2:27 Remove Superior Articular Process
Locate the neck of the superior articular process. From this point, a high-speed burr was used to grind medially until nearly reaching the spinal canal. Using a Kerrison punch or an osteotome to break the neck of the superior articular process, freeing its tip. The superior articular process was removed in one piece to be used as a bone graft. Confirm the medial wall of the pedicle with a hook. Resect the remaining tip of the superior articular process.
3:00 Remove Partial Inferior Articular Process
Next, to create space for cage insertion, we used a high-speed drill to remove an appropriate portion of the inferior articular process. After completing all the bony work, remove the foraminal ligamentum flavum. Following appropriate hemostasis, the lateral edge of the dura and the exiting root were exposed. Use an radio frequency probe to expose the Kambin triangle. Dissect the soft tissue between the 2 nerves to mobilize them, thereby enlarging the space within the Kambin triangle.
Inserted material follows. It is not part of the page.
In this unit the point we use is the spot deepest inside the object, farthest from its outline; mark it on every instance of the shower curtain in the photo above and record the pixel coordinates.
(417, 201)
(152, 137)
3:29 Annulotomy and Discectomy
Perform annulotomy from the lateral side toward the medial side. Perform the discectomy, use an endplate separator to carefully separate the cartilage endplate from the bony endplate in one piece.
3:45 Insert Cage Trail
Insert the OLIF cage trial through the working portal. Use the Hopper cannula attached to the endoscope to inspect the dura sac and the exiting root. Ensuring the trial does not impinge on or injure the nerves.
4:08 Insert Cage
After testing the trial and selecting the appropriate size, insert the OLIF cage along with the cage slide. Once inserted, recheck to ensure the cage is not impinging on or injuring the nerves on both the medial and lateral sides.
4:42 Tilt the Cage Down
Now, begin the process of laying down the cage into its final position. Use a flat or angled impactor to gently tap the posterior end of the cage, applying torque to gradually lay it transverse in its final position (Figure 3).
Notes
Conflicts of interest
The authors have nothing to disclose.
Funding/Support
This study received no specific grant from any funding agency in the public, commercial, or not-for-profit sectors.
Informed Consent
Written informed consent was obtained from all patients and individuals featured in this video/text/supplemental file, confirming their understanding that the material will be publicly available on the internet and accessible by the general public.